Je pense que oui. Je veux dire, c'est comme cacher les secrets de la maison. À un moment donné, quand cela sortira, cela sera trop traumatisant. Alors pourquoi ne pas simplement dire la vérité ou, ou au moins donner les faits sur ce qui s'est passé ? Ensuite, vous pourriez dire : « Pourquoi est-ce arrivé ? Pourquoi le nazisme est-il apparu en Allemagne après la Première Guerre mondiale ? Comment ont-ils permis que cela se produise ? Comment le fascisme a-t-il commencé avec Mussolini en Italie, et de quelle tradition viennent-ils ?

C’est un autre monde, bien sûr, mais cela peut arriver ici et cela pourrait se produire ici. Je pense donc que plus nous en apprenons, même sur les vérités désagréables, nous pouvons travailler sur un nouveau monde, nous pouvons le rendre différent. Comment pourriez-vous compenser les horreurs qui se sont produites ? Vous faites cela en respectant les gens, en leur donnant la dignité qu’ils méritent et l’amour, si vous le pouvez.

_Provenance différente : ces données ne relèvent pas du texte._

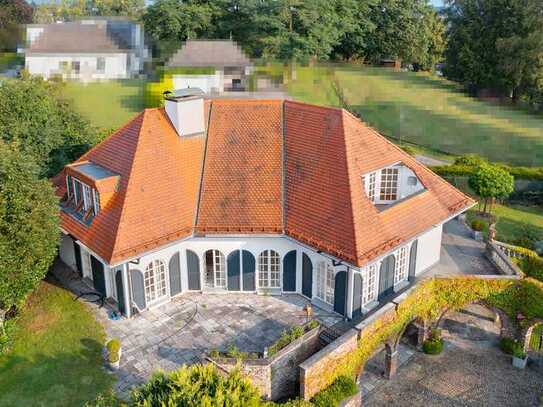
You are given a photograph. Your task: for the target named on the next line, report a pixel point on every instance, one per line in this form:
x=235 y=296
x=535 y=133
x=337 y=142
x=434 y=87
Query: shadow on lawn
x=57 y=379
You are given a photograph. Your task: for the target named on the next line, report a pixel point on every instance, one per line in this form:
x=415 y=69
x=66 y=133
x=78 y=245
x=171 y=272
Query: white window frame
x=401 y=264
x=218 y=268
x=269 y=269
x=386 y=184
x=325 y=282
x=370 y=284
x=155 y=281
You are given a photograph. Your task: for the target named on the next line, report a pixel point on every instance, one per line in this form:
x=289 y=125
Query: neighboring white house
x=255 y=196
x=88 y=50
x=229 y=65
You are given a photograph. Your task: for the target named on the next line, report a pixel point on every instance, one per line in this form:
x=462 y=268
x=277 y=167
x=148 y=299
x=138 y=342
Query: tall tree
x=495 y=44
x=33 y=115
x=28 y=226
x=13 y=14
x=409 y=30
x=169 y=22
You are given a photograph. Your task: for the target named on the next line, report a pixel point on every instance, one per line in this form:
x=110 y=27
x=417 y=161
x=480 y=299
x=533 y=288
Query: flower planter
x=520 y=363
x=477 y=235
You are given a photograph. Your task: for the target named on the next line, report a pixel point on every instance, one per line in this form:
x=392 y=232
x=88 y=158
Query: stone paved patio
x=182 y=331
x=471 y=371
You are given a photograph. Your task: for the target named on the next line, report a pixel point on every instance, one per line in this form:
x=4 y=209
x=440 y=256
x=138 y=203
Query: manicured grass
x=56 y=357
x=514 y=222
x=427 y=110
x=108 y=105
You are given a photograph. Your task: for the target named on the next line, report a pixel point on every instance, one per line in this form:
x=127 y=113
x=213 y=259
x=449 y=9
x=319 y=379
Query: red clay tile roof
x=268 y=167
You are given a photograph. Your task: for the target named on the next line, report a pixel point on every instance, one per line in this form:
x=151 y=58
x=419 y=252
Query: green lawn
x=426 y=110
x=108 y=105
x=515 y=222
x=56 y=355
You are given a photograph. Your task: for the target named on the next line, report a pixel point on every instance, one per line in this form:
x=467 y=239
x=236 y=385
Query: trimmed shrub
x=113 y=349
x=507 y=345
x=341 y=388
x=477 y=225
x=196 y=385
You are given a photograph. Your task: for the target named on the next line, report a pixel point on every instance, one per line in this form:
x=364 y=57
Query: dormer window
x=390 y=184
x=81 y=198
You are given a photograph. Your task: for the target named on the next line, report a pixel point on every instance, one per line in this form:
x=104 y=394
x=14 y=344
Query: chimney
x=185 y=108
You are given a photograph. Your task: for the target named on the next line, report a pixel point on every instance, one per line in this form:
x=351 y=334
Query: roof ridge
x=128 y=184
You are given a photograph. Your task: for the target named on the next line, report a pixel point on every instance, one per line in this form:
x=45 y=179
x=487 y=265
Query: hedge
x=456 y=170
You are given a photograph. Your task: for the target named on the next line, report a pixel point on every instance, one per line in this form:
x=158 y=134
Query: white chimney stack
x=185 y=108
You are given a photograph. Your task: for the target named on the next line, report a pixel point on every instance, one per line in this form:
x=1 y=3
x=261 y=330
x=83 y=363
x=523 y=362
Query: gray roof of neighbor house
x=202 y=53
x=75 y=37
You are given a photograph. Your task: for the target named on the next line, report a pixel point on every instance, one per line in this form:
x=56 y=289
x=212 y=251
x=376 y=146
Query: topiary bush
x=196 y=385
x=113 y=350
x=341 y=388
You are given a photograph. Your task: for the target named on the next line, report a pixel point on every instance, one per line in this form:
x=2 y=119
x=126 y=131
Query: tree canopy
x=496 y=44
x=491 y=182
x=13 y=14
x=304 y=29
x=28 y=225
x=33 y=115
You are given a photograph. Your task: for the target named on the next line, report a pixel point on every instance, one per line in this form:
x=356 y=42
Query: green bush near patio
x=56 y=354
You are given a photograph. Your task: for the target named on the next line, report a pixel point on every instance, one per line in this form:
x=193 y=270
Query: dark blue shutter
x=193 y=268
x=307 y=276
x=98 y=276
x=386 y=277
x=340 y=292
x=289 y=271
x=138 y=288
x=357 y=295
x=175 y=274
x=413 y=260
x=120 y=291
x=233 y=271
x=248 y=271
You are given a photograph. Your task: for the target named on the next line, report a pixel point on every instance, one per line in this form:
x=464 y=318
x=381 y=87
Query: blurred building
x=229 y=67
x=88 y=50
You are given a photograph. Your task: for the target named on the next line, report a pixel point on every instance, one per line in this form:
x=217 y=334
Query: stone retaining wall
x=277 y=377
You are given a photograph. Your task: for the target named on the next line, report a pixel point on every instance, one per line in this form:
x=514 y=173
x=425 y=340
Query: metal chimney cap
x=184 y=93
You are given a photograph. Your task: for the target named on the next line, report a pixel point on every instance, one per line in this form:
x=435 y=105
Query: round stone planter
x=520 y=363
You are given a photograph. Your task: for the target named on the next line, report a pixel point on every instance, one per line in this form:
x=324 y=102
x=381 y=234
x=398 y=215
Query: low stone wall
x=276 y=377
x=313 y=372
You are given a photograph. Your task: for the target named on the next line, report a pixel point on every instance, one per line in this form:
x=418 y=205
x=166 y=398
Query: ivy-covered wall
x=427 y=302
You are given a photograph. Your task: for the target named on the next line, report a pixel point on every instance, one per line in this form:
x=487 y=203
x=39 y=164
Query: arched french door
x=249 y=267
x=413 y=260
x=289 y=271
x=386 y=277
x=357 y=295
x=193 y=270
x=307 y=276
x=232 y=262
x=340 y=292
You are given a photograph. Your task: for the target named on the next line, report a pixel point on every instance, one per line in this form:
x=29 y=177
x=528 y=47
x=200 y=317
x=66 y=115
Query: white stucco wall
x=66 y=251
x=208 y=83
x=50 y=65
x=429 y=248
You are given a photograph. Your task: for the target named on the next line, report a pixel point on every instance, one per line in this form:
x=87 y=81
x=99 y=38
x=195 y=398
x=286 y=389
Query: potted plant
x=114 y=354
x=434 y=344
x=477 y=226
x=519 y=356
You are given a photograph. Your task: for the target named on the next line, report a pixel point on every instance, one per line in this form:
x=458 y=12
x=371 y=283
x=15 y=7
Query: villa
x=256 y=196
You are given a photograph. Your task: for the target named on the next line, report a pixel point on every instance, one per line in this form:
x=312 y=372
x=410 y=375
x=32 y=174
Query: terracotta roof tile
x=269 y=167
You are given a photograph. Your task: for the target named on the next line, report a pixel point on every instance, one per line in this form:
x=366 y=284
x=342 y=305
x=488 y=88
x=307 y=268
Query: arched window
x=325 y=282
x=155 y=281
x=215 y=269
x=269 y=269
x=400 y=273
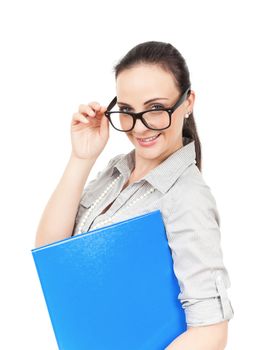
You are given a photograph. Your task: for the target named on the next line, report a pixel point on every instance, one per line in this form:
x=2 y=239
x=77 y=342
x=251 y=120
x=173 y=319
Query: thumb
x=104 y=126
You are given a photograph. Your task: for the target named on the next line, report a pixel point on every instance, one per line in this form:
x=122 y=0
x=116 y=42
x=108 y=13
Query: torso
x=108 y=207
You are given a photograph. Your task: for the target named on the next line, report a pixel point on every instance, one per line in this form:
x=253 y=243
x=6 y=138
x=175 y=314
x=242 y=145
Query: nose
x=139 y=127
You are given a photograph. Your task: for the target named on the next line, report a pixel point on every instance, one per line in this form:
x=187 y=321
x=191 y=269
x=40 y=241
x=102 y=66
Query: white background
x=56 y=55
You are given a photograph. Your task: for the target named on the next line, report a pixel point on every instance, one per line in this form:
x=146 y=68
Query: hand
x=89 y=131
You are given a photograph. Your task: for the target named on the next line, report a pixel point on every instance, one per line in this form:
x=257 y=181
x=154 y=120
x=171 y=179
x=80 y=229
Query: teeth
x=149 y=138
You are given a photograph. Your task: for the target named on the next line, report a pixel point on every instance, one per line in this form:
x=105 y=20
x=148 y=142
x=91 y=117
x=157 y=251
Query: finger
x=78 y=117
x=87 y=110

C'est comme ça qu'on fait, tu sais ? Et peut-être qu’en reconnaissant le passé, aussi désagréable soit-il, nous pourrons apporter un changement dans le futur. Se cacher, ça ne va pas disparaître. Ça va empirer quand il sortira.

Cette histoire est apparue pour la première fois dans le numéro Awards Preview du magazine de récompenses Films Complet. En savoir plus sur le numéro ici.